Lors d’une récente sortie médiatique, le député Victor Topanou du parti Union progressiste le Renouveau (UP-R) a opiné sur l’idée de création d’un Sénat au..

2 minutes

Temps de lecture

Lors d’une récente sortie médiatique, le député Victor Topanou du parti Union progressiste le Renouveau (UP-R) a opiné sur l’idée de création d’un Sénat au Bénin, affirmant que ce n’est pas un scandale.

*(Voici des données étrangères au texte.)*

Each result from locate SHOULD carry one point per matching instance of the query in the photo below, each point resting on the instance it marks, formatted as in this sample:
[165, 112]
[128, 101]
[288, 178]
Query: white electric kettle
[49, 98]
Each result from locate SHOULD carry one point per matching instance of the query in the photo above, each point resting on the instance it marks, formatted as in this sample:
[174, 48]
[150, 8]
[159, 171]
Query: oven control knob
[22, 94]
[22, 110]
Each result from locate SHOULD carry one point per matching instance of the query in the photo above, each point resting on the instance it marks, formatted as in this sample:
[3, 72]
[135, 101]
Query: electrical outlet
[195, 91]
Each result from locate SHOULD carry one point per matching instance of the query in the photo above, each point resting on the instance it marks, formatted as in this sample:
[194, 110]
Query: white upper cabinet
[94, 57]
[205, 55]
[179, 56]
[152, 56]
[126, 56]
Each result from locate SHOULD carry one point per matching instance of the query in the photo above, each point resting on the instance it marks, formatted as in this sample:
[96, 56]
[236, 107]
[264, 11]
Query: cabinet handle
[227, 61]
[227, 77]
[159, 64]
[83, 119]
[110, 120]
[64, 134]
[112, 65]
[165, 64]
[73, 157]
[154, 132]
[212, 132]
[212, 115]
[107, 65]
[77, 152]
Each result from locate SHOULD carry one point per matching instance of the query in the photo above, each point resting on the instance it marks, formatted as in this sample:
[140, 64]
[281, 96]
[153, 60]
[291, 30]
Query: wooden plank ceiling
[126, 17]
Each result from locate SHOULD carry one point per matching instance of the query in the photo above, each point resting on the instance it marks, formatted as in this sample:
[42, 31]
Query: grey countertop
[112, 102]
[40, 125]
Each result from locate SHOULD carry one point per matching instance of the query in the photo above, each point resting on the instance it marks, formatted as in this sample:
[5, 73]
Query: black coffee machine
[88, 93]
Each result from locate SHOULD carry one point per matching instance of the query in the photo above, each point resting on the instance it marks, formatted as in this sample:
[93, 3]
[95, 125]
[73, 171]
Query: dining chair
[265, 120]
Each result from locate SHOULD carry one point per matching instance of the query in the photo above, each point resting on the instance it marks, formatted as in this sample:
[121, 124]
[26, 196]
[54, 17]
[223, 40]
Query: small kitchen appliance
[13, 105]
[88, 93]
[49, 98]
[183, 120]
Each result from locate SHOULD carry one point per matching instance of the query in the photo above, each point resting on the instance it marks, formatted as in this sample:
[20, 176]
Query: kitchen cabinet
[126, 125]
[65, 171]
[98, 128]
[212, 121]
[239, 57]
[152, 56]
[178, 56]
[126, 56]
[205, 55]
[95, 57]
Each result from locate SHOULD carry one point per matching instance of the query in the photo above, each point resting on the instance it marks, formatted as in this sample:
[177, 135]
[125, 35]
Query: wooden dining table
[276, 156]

Alors que l’opposition béninoise multiplie les critiques contre la création d’un Sénat dans le cadre de la révision constitutionnelle, le député de la mouvance présidentielle Victor Topanou apporte un tout autre regard. Invité sur Esae TV, l’ancien ministre de la Justice a estimé que la mise en place de cette institution n’a rien d’un scandale, contrairement aux accusations du camp adverse. Pour Victor Topanou, la création d’un Sénat répond à des besoins institutionnels réels. Il juge que le système actuel concentre trop de pouvoirs entre les mains du chef de l’État, ce qui limite l’équilibre des institutions. Dans sa lecture, la deuxième chambre parlementaire pourrait corriger certaines faiblesses et contribuer à une meilleure distribution des responsabilités. « Nous avons un régime qui fait du pouvoir exécutif une hyperpuissance. On a tout concentré entre les mains du Président », a-t-il expliqué, saluant une innovation qu’il juge pertinente. Le député relativise par ailleurs l’ampleur des critiques liées à cette réforme. À ses yeux, le débat sur le Sénat ne mérite pas l’ampleur que lui accorde l’opposition. Il affirme qu’un véritable débat aurait eu lieu si cette révision visait à permettre au Président de briguer un troisième mandat. À l’inverse, estime-t-il, la proposition actuelle n’entame pas les fondamentaux du système démocratique. Il rejette aussi l’idée, soutenue par les Démocrates, selon laquelle cette révision serait un « coup d’État ». Victor Topanou reproche plutôt à l’opposition de s’enfermer dans une posture de rejet systématique, sans offrir d’alternative. Pour lui, un débat constructif devrait inclure des propositions concrètes. « Ce que moi j’attends de l’opposition, c’est de me dire que cette solution n’est pas la meilleure. Si nous, on vient au pouvoir, voilà la solution alternative qu’on va proposer », a-t-il martelé, appelant à tester les idées nouvelles et à les ajuster si elles s’avèrent inefficaces. La sortie du député Topanou intervient dans un contexte où plusieurs voix s’élèvent en défaveur de la révision constitutionnelle, en particulier, l’idée de création d’un Sénat. C’est le cas de l’ancien président de la République, Boni Yayi, qui a d’ores et déjà indiqué qu’il ne siégera pas au sein de cette institution qu’il juge trop «coûteuse» pour la République.